# EE319 - Probability & Random Processes
## *Dr.-Ing. Mukhtar Ullah*, FAST NUCES, Spring 2020
<hr>

## **Lecture 16** (2020-03-13)
## Towards a Calculus of Probability (continued)

### Measures of size for (un)countable sets
The Lebesgue measure, denoted $\mu^{\wedge}$, generalizes the concept of length of an interval in 1-D, area of a rectangle in 2-D, volume of a cuboid in 3-D, and so on to a measure of any set. The Lebesgue measure is useful for uncountable sets but not so for countable sets as it assigns zero value to singletons. To deal with countable sets, the so-called counting measure, denoted $\mu^{\#}$, that generalizes the concept of cardinality for countable sets. 
In the context of probability distributions, the counting measure $\mu^{\#}\left(\mathsf{A}\right)$ of a finite set $\mathsf{A}$ is given by $\left|\mathsf{A}\cap\mathcal{X}^{\#}\right|$. The two measures of the infinitesimal interval
$$
\mathrm{d}\mathsf{B}_{x}=\left(x-\mathrm{d}x,x\right]=\left[x,x+\mathrm{d}x\right)
$$
are then
$$
\mu^{\#}\left(\mathrm{d}\mathsf{B}_{x}\right)=\left[x\in\mathcal{X}^{\#}\right],\quad\mu^{\wedge}\left(\mathrm{d}\mathsf{B}_{x}\right)=\mathrm{d}x
$$
In terms of these two measures, the probability of a Borel set $B$ takes the form of a so-called Lebesgue-Stieltjes integral
$$
P\left(\mathsf{B}\right)=\intop_{\mathsf{B}}f^{\#}\left(x\right)\mu^{\#}\left(\mathrm{d}\mathsf{B}_{x}\right)+\intop_{\mathsf{B}}f^{\wedge}\left(x\right)\left[x\in\mathcal{X}\right]\mu^{\wedge}\left(\mathrm{d}\mathsf{B}_{x}\right)
$$
This justifies the usage of the names discrete probability density (derivative of the probability measure with respect to the counting measure) and continuous probability density (derivative of the probability measure with respect to the Lebesgue measure):
$$
f^{\#}=\frac{\mathrm{d}P}{\mathrm{d}\mu^{\#}},\quad f^{\wedge}=\frac{\mathrm{d}P}{\mathrm{d}\mu^{\wedge}}
$$

### The Random Variable
Recall our proposed strategy for solving any probability problem.
 1. Identify events of interest in any problem.
 1. Find a representation of your events in the form of Borel sets on the real line.
 1. Assign probabilities to simpler Borel sets, that is, right-bounded right-closed intervals.
 1. Determine probabilities of events of interest by application of Kolmogorov axioms and its corollaries.
 
We need to focus on the second point: a way to represent events of interest (in the original event space) to Borel sets (in the event space over the real line). Towards that end, we will employ the concept of a function, or a mapping. Before we get on that road, let us refresh a few concepts of functions.

#### The image of a set
Given a function $g\colon\mathsf{A}\rightarrow\mathsf{B}$, the value
$g\left(a\right)\in B$ assigned to an element $a\in\mathsf{A}$ is
called the image of $a$ under $g$. The set $\left\{ g\left(a\right)\mid a\in\mathsf{A}_{1}\right\} $
of values assigned to elements of a set $\mathsf{A}_{1}\subseteq\mathsf{A}$
is called the image of a set and denoted by $g\left[\mathsf{A}_{1}\right]$.
If the inverse of $g$ exists, that is, if $g$ is one-to-one, then
we write $g^{-1}\left(b\right)$ for the pre-image of $b$. When $g$
is not one-to-one, the point-wise inverse does not exist. The inverse
can still be defined for sets though. For example, $g^{-1}\left[\mathsf{B}_{1}\right]$
is the pre-image of a set $\mathsf{B}_{1}\subseteq\mathsf{B}$.

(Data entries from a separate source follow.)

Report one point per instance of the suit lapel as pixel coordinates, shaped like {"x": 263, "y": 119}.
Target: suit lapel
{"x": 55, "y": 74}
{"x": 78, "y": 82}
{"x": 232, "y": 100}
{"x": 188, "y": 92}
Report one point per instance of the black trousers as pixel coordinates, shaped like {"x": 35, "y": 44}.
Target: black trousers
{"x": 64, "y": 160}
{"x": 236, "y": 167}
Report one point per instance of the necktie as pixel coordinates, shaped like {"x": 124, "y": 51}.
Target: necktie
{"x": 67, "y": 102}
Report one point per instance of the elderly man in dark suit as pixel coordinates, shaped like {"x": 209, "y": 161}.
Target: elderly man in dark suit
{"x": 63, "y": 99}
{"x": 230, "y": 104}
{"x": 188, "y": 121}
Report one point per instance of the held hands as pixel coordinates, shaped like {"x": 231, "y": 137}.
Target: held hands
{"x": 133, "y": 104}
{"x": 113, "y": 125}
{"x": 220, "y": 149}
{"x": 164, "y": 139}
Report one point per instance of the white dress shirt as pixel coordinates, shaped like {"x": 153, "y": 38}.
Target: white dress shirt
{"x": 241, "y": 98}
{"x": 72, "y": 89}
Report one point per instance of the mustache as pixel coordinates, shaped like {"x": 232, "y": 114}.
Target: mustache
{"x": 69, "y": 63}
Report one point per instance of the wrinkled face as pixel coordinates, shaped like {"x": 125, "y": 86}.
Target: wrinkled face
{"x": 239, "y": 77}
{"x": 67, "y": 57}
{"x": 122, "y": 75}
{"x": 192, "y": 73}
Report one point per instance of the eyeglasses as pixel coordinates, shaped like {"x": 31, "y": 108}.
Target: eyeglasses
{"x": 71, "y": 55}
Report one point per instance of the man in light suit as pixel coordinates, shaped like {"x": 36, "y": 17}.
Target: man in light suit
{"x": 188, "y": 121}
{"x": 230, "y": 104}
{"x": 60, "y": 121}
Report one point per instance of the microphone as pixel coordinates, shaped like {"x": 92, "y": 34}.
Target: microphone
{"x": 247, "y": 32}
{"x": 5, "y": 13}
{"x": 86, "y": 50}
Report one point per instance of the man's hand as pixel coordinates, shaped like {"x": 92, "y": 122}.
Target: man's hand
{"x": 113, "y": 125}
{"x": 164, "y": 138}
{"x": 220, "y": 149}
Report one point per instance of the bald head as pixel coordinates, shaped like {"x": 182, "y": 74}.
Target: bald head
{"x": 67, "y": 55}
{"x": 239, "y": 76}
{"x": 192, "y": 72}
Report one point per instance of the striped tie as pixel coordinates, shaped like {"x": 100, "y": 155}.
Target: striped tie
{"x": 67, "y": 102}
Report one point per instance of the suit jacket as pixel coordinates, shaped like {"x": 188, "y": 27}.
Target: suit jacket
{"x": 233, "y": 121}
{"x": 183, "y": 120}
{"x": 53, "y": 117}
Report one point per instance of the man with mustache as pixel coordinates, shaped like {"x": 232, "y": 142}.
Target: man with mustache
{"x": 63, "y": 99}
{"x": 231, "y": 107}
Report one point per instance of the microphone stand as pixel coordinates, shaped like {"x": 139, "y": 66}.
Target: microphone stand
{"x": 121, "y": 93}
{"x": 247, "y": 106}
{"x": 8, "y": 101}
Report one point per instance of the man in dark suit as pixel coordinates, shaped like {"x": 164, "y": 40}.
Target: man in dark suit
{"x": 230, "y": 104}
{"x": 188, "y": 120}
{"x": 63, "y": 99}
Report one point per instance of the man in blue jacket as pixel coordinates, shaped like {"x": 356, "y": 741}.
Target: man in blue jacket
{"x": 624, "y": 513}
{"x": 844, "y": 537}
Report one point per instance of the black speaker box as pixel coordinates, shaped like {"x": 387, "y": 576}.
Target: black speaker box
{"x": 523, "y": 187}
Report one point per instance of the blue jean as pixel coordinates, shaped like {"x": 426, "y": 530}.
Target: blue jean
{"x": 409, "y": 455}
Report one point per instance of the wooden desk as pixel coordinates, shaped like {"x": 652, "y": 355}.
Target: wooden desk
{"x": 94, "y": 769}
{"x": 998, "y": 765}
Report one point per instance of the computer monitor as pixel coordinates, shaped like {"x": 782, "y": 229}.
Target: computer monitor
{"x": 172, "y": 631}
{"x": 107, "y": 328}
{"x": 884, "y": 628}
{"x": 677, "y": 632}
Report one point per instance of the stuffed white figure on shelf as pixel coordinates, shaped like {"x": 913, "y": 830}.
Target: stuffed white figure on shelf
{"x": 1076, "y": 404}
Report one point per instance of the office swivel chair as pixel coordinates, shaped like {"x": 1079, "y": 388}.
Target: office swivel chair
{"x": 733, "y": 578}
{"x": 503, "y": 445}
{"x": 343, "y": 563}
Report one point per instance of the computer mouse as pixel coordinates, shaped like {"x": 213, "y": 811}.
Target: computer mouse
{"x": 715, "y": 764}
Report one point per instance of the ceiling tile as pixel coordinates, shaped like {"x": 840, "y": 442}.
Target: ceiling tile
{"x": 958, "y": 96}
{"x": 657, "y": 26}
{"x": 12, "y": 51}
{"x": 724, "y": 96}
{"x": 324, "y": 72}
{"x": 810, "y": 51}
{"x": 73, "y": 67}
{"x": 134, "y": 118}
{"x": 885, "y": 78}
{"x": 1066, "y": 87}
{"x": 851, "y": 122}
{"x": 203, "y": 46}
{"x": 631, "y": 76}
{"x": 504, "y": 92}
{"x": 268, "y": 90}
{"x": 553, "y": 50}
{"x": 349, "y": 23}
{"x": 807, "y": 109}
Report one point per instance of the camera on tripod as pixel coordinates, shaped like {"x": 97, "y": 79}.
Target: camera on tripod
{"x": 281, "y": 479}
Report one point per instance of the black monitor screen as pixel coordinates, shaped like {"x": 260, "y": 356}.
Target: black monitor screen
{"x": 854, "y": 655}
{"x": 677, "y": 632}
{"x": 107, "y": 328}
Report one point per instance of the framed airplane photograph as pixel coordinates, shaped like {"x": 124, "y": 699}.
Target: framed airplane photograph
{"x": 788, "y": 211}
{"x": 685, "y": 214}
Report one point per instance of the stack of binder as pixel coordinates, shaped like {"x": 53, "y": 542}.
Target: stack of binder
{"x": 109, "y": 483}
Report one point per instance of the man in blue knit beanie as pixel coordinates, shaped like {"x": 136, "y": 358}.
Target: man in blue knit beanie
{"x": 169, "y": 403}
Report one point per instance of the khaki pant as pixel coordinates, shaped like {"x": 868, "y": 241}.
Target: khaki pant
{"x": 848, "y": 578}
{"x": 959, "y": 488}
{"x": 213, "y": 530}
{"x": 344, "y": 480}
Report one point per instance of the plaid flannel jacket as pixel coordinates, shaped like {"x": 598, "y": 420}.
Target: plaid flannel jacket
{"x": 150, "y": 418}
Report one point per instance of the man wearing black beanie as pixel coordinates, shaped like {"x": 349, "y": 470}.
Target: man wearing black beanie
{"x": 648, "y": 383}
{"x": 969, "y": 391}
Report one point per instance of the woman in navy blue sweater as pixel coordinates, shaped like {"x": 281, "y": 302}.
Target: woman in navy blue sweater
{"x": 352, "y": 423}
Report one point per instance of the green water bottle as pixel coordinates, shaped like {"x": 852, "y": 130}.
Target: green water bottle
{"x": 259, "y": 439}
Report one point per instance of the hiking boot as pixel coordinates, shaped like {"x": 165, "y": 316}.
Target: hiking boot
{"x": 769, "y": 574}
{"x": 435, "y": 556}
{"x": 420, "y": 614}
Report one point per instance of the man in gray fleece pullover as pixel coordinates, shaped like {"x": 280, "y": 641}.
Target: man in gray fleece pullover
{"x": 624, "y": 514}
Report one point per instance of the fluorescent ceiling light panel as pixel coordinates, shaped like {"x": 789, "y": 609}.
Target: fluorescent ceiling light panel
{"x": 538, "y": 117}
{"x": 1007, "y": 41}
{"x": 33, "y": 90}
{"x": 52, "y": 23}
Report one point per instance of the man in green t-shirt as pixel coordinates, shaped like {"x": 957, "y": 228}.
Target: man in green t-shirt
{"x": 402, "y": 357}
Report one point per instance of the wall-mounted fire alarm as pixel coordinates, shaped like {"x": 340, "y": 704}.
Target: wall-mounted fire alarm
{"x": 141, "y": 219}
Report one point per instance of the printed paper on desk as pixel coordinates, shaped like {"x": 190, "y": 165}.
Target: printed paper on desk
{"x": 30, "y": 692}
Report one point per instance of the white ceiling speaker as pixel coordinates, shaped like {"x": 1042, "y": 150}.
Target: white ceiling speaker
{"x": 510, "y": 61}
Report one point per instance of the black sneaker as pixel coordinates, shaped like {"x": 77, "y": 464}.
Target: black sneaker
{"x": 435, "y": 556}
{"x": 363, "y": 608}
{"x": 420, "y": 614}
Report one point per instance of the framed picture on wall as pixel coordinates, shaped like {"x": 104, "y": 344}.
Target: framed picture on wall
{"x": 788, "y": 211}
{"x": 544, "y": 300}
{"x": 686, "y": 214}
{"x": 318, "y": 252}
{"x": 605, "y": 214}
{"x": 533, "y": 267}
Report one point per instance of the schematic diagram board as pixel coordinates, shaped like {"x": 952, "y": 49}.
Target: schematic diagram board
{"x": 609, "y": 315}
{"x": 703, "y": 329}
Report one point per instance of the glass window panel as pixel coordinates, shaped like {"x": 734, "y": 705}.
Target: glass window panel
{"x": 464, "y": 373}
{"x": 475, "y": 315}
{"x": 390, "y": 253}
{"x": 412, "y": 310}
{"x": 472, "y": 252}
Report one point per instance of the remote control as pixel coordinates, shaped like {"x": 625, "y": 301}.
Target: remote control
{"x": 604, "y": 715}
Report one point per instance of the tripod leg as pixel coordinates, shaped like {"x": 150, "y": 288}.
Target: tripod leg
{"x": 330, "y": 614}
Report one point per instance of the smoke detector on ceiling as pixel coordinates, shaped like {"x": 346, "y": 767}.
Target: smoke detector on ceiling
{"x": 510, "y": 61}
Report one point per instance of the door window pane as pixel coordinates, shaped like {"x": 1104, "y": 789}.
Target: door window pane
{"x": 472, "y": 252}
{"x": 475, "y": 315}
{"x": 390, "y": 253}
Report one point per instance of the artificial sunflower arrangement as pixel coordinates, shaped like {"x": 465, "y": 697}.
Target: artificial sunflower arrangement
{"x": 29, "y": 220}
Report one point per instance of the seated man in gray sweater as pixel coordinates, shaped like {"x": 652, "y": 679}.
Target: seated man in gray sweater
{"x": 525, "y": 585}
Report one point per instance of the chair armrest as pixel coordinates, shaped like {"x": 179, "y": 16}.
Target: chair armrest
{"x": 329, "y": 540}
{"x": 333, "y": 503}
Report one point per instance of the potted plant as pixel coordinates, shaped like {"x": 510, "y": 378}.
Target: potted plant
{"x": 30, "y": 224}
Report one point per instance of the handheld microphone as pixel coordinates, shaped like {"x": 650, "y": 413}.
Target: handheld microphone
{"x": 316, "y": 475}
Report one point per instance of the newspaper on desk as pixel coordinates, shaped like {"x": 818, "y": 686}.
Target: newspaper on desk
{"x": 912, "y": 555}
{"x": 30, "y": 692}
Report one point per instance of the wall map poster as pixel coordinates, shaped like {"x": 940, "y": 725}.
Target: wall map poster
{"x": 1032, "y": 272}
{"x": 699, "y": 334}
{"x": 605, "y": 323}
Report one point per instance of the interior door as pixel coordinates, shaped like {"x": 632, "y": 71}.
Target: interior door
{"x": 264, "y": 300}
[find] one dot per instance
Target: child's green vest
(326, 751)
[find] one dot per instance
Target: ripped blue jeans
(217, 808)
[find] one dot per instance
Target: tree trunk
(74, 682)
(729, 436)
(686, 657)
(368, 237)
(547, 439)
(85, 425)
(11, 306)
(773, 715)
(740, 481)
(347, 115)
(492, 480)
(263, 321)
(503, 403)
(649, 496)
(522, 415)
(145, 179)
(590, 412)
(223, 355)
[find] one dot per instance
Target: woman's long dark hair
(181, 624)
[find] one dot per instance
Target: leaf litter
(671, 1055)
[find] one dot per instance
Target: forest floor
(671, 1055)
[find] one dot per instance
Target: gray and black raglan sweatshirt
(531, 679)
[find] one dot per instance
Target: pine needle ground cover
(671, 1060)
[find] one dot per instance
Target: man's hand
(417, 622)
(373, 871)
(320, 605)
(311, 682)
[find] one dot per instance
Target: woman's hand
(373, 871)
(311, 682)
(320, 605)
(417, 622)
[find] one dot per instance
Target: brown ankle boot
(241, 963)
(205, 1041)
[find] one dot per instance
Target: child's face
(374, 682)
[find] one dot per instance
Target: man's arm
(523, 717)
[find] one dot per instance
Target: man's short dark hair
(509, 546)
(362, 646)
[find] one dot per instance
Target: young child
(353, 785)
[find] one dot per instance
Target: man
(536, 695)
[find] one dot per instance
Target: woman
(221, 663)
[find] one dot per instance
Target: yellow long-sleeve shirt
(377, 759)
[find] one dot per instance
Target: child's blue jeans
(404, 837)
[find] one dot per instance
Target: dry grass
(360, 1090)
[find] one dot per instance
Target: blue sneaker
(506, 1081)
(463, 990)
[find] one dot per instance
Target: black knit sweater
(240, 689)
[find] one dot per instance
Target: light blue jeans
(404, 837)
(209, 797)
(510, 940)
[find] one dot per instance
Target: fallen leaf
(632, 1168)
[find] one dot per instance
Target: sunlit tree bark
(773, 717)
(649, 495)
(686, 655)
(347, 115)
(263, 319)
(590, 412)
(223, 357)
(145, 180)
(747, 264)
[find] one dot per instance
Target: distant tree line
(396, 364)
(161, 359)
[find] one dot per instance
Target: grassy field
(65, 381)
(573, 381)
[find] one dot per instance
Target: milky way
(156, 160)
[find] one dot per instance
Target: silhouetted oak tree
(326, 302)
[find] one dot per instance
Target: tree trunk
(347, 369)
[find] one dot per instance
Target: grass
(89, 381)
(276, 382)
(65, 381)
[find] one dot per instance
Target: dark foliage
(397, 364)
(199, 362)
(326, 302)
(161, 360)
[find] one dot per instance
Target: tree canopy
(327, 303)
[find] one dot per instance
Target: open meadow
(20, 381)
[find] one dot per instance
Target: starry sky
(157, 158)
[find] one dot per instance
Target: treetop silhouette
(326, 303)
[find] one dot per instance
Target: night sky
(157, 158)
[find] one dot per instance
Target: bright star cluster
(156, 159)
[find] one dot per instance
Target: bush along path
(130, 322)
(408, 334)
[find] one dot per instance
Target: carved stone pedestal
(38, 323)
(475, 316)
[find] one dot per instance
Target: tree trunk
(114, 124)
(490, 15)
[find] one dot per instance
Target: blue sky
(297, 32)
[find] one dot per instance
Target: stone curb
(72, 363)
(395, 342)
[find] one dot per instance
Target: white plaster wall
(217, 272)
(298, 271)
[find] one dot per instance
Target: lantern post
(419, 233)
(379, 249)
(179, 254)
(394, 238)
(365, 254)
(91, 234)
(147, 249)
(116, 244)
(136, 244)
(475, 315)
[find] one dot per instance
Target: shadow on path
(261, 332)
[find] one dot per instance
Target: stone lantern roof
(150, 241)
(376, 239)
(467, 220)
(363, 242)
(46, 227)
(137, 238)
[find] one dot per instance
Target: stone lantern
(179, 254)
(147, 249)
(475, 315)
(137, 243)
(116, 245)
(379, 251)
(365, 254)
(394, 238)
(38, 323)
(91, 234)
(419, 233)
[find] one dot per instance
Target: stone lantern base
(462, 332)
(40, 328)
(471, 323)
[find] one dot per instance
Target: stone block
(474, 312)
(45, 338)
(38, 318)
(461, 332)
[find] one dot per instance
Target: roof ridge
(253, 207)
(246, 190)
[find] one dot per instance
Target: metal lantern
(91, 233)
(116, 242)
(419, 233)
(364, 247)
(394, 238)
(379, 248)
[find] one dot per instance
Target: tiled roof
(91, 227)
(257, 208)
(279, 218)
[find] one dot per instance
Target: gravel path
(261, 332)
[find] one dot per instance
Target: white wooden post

Given a probability space $\left(\Omega,\mathcal{F},P\right)$ as a model of an experiment, we need a function $X\colon\mathsf{\Omega}\rightarrow\mathbb{R}$ that assigns a real number  $X(\omega)$ to every point $\omega$ of the outcome space in a way that preserves the event structure of the event space $\mathcal{F}$ so that a new probability space $\left(\mathbb{R},\mathfrak{B}\left(\mathbb{R}\right),P_{X}\right)$ can be conveniently used to assign probabilities. The event structure of $\mathcal{F}$ can be preserved only if the inverse $X^{-1}\left[\mathsf{B}\right]$ of every Borel set $B\in\mathfrak{B}\left(\mathbb{R}\right)$ is contained in $\mathcal{F}$. Checking all Borel sets in this way is not practical. Fortunately, we only need to check the right-bounded right-closed intervals of the form $\mathsf{B}_{x}$. All this reasoning leads to the following definition of a random variable.

A *random variable (RV)* with respect to an event space $\mathcal{F}$ is a function  $X\colon\mathsf{\Omega}\rightarrow\mathbb{R}$ that satisfies $X^{-1}\left[\mathsf{B}_{x}\right]\in\mathcal{F}$ for each real $x$. Note that the validity of a function as a RV is determined entirely by the event space $\mathcal{F}$. Neither the values assigned by the RV nor the probability measure $P$ has any role to play as far as the validity of a function to qualify as a RV is concerned. However, a RV is useful only if it assigns values that reflect our quantity of interest. The image set $X\left[\mathsf{\Omega}\right]$ of all the values assigned by $X$ will be referred to as the range of $X$ and denoted by $\mathcal{X}$.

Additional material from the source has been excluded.